Australia has four levels of alerts. They are:
- low—terrorist attack is not expected
- medium—terrorist attack could occur
- high—terrorist attack is likely
- extreme—terrorist attack is imminent or has occurred.
The alert level was changed last week to high for the first time since it started in 2003. The level is set on the recommendation of the Australian Security Intelligence Organization. It would not be set to high on a whim.
Some people think we live in a country with no security threats. They are wrong. The fact New Zealand citizens have been fighting alongside radical extremists in Syria is a deep cause for concern.
Also a reader e-mails:
There’s a lot of complaining going on about GCSB at the moment on the eve on the Internet Party function tonight.
My daughter is 7yo and attends a Jewish school in Melbourne. As you may know, the Australian Terror threat index was increased to High last week. This is due, in part, to intelligence gathering. As such, our children and teachers are put through lockdown simulations in case there is an attack such as we have seen in France and Belgium.
I am totally comfortable, if not glad, that NZ is subscribing to an international task force that can alert and prevent such atrocities. There is no easy answer.

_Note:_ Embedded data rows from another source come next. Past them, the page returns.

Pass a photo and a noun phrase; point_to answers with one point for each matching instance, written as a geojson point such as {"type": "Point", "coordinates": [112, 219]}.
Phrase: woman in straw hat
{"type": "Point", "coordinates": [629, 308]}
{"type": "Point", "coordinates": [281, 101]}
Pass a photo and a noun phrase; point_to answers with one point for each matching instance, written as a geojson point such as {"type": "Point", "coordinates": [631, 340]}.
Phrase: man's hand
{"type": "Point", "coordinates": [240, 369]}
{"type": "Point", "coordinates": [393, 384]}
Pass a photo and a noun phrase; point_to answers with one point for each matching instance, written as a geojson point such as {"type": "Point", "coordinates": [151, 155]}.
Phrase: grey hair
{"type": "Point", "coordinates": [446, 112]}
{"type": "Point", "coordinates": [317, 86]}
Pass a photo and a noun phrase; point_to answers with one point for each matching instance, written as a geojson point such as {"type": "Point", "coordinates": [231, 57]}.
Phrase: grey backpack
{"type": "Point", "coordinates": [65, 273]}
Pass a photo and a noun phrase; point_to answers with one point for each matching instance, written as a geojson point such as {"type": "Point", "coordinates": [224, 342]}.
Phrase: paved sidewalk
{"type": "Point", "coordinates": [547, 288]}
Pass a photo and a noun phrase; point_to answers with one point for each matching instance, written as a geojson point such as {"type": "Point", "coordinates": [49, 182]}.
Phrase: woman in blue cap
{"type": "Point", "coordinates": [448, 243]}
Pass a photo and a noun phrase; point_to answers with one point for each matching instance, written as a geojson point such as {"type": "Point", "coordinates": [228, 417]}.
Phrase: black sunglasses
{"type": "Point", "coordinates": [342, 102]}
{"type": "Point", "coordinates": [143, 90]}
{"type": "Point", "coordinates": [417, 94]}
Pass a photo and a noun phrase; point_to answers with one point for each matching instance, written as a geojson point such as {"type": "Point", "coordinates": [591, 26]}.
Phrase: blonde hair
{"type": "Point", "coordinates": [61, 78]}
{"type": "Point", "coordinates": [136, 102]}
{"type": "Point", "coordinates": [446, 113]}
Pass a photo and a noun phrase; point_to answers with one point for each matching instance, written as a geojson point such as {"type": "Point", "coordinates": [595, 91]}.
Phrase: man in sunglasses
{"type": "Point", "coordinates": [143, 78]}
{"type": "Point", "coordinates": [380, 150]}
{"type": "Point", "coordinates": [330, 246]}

My view on GCSB powers are the same as during the GCSB Bill, which is that we should have two separate entities – one for communications interceptions and foreign intelligence gathering – and another entity for cyber-security. They are both legitimate functions of government, but having both functions in the one entity does mean that there can be a concern that powers for one function (cyber-security) could be used for another (communications interception) so a rational reform would be to split GCSB into two entities.